Well tell that to Ron Paul. The point is that he thinks that homeopathy is a valid alternative to what he calls "
allopathic medicine" (a word used by believers in homeopathy for modern medicine).
For clarification, I found a transcript of his remarks
here:
I think that the above makes clear that he is a believer in homeopathy as well as "holistic and nutritional alternatives to current medical care." It also makes it clear that he believes that doctors shouldn't be required to have a license to practice medicine.
I personally think homeopathy is bunk, woo, whatever ... OTOH I have absolutely no interest in using the force of government to support a version of the medical "one-true-faith". The fact is that governments have repeatedly made vast and serous error in declaring one medical practice valid and others invalid. To my mind it's arbitrary and certainly totalitarian for a government to make such decisions. Exactly to that extent I support these alternative belief systems and oppose anyone who would seek to use the power of state to abolish them.
About 98% of our Congress proclaim a belief in deist woo. Many have espoused beliefs what I consider social woo - clear violations of the social contract. So why are you selectively picking on RPs reputed support in homeopathic woo when the topic is economics ? Are you equally concerned that our president believes that a Jewish son of a carpenter was divine, cured ppl by miracles, and further claims that modern US physicians prefer to perform amputations for profit motives ? The woo-believing, contra-factual believing president then proposes a vast overhaul of the medical services delivery system. Where is your proportional outrage there where the president's clear and present woo is directly related to his agenda ????
No - your ire is quite selective against those who are not of your political clan.
I've seen no evidence at all that Ron Paul is an expert on the Fed. Quite the opposite ...
I see no credible evidence the RP is an anti-semite, which didn't prevent you from proposing a vile, unevidence character assassination in post #69. Go away potty mouth.
Er, mortgage securitization by commercial banks? Am I missing something?
Yeah - you are missing something. COMMERCIAL banks have been permitted to engage in non-trivial amount of mortgage securitiization since 1987 change to GS. I see absolutely no coherent argument that the same amount of securitization would not have taken place via the investment banks alone even if the Commercials were still restricted to a 5% share as pre-1987. Lehman did (investment bank issuing MBAs) as a large player, others did too. Why wouldn't the IBanks take up the slack if the market forces were the same and the CBanks were prevented ?? Makes no sense.
Again - once the motivations were present in the form of an accepted miscalculation of risk, then the rest was inevitable. The securitization could have been outside US jurisdiction and that would only have modestly changed the total damage. You can't regulate gravity away.
Now I agree that the FDIC is foolish to insure commercial bank accounts where the bank is allowed to take "excessive" risk, but such is the nature of bureaucracies.

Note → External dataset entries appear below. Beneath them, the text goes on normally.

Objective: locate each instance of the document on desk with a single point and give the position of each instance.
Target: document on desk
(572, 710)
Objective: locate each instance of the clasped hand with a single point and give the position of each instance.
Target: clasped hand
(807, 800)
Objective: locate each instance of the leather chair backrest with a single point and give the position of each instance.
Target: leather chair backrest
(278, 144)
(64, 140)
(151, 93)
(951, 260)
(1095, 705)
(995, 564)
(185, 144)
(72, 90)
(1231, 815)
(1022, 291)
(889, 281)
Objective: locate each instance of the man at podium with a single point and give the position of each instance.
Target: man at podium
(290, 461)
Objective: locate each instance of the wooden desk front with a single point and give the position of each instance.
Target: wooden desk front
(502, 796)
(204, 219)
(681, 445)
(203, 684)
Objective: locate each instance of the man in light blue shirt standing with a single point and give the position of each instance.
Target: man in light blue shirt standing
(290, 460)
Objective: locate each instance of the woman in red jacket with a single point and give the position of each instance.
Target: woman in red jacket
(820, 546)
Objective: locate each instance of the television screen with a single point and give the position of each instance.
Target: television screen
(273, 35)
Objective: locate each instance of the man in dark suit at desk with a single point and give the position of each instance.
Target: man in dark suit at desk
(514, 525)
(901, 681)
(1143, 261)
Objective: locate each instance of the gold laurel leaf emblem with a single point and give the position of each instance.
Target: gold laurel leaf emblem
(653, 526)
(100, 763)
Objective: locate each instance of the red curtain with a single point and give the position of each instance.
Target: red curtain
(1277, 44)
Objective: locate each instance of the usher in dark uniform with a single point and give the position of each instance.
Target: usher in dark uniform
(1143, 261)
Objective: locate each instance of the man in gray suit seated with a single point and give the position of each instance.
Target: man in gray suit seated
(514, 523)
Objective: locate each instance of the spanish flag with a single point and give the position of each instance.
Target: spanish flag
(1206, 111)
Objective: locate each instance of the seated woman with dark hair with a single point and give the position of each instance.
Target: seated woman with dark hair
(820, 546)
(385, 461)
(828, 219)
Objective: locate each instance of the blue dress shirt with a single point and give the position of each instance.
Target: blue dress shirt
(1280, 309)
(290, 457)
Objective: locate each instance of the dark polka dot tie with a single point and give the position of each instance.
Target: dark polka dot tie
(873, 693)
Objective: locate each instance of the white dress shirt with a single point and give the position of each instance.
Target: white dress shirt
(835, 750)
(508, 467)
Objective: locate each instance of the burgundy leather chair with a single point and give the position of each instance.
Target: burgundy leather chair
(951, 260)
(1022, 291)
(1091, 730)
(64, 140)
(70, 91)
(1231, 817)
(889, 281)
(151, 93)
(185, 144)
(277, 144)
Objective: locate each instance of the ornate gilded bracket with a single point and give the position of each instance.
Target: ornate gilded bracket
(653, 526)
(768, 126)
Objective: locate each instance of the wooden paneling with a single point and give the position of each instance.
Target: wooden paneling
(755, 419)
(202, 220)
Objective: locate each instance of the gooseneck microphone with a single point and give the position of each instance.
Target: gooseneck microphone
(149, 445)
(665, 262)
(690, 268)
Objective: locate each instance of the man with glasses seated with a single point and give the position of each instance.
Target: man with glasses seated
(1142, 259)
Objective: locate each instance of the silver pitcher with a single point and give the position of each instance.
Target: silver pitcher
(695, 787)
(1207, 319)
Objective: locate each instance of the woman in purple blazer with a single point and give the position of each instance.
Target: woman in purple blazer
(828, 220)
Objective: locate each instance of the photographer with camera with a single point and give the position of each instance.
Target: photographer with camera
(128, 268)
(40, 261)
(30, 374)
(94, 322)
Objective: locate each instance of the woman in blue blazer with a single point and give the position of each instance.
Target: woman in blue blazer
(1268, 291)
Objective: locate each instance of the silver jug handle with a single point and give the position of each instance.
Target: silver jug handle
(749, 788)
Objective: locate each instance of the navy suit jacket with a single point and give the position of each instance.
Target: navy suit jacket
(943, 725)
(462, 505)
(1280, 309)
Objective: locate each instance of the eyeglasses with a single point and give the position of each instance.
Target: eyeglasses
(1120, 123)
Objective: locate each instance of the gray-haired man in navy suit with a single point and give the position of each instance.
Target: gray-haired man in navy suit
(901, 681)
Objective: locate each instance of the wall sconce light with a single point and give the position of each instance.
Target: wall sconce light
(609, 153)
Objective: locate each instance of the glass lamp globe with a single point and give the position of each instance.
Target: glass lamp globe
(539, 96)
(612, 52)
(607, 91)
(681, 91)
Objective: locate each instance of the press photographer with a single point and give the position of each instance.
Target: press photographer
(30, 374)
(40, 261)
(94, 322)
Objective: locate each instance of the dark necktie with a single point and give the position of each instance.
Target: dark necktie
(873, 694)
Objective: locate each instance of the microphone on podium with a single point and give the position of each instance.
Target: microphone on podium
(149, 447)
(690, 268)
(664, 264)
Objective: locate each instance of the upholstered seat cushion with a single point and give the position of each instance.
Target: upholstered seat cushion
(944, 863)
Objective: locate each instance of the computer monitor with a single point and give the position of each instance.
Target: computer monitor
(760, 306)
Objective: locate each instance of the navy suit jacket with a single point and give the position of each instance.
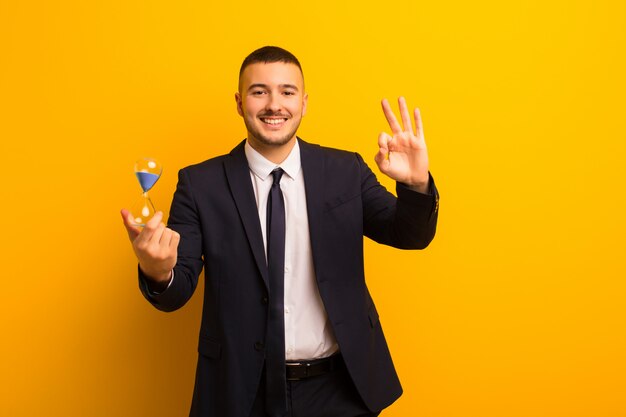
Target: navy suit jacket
(214, 210)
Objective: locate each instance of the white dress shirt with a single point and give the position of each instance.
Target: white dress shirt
(308, 334)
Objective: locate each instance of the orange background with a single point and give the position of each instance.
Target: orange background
(516, 309)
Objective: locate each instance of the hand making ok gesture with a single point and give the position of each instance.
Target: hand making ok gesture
(403, 156)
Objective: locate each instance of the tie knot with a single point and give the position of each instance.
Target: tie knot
(277, 174)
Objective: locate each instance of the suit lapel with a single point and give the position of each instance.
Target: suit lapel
(313, 171)
(238, 176)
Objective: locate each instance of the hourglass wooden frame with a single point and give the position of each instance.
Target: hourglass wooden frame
(148, 171)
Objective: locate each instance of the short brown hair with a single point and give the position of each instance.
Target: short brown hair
(269, 54)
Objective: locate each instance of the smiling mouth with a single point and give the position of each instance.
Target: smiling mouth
(273, 121)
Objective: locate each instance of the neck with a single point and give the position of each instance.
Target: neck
(273, 153)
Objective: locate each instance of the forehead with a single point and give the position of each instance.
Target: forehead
(271, 74)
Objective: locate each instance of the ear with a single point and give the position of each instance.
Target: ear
(305, 100)
(239, 104)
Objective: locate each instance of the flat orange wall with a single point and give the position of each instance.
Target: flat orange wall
(516, 309)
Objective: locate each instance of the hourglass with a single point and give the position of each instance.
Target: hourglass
(148, 172)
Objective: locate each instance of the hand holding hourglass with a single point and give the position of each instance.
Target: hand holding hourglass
(155, 245)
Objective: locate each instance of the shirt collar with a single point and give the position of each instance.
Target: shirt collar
(262, 168)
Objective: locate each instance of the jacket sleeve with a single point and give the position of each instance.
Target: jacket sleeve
(408, 221)
(185, 220)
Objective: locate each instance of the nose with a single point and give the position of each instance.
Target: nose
(273, 104)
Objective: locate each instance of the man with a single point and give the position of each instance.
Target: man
(288, 325)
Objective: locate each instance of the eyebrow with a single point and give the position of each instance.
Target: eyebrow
(259, 85)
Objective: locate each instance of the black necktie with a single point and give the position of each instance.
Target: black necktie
(276, 398)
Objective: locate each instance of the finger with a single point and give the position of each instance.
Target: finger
(419, 131)
(158, 234)
(175, 240)
(391, 118)
(404, 113)
(381, 160)
(152, 225)
(383, 141)
(131, 228)
(166, 237)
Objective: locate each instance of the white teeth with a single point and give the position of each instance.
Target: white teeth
(273, 121)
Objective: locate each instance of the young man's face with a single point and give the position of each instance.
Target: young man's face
(271, 101)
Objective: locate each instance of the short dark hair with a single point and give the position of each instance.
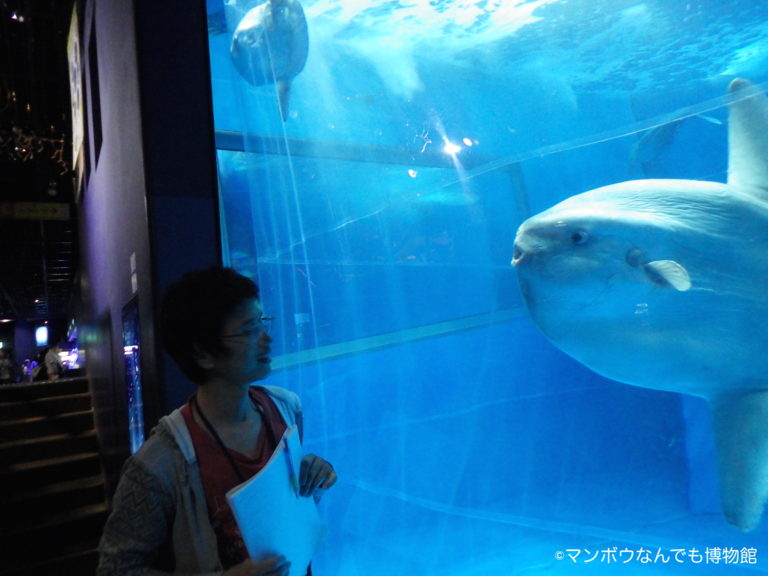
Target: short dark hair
(193, 312)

That's a bit of a distortion of what I said. So to clarify, Ron Paul's Libertarian version of reality is a bit more loony than your average Libertarian. I just listened to a Ron Paul interview a couple hours ago on this subject on the news. Paul doesn't discuss the issues, he spews his version of reality and continually laughs claiming his view is the only reality and there is just no question about it. Any challenge is simply dismissed and he again repeats his dogma. There is no discussion supporting why his version is correct, Paul simply declares it is.
Yeah - that's so different from other politicians. Like for example the president. Every other word from this highly acclaimed orator is "uh" and he spins he recent losses in Congress as due to the populace not understanding ... right. He was as adept as any other politician at giving the answer he wants to spew regardless of the question asked. Ron Paul is not among the worst half of slimey spin-master politicians.
Of course RP isn't presenting for his positions in an interview; it's silly for you to expect that. In case you haven't noticed, any real argument in the mainstream media is dissembled into small and easily mischaracterized bits and then lampooned for the ignorami. So for example Rand Paul states the arguable proposition that the Federal government overstepped it's bounds by forcing private lunch counters to de-segregrate and this is then characterized as Rand Paul is a bigoted racist who would have oppose the civil rights act. Or Paul Krugman makes some mal-statement about "death panels" and Fox plays it in a loop for a week as proof the government plans for death panels as part of health care.
Nope - there is a very good reason why nearly all politicians spew only well digested pablum in interviews, and why they try to present only the polished sides in debate (or else avoid debates).
You'll have to read to understand any politicians at any depth. OTOH they often lie in their writings too. I suggest you lookup up Obama's campaign energy "bluebook" on the wayback to see a steaming pile of half-aked baloney - abandoned on day 1.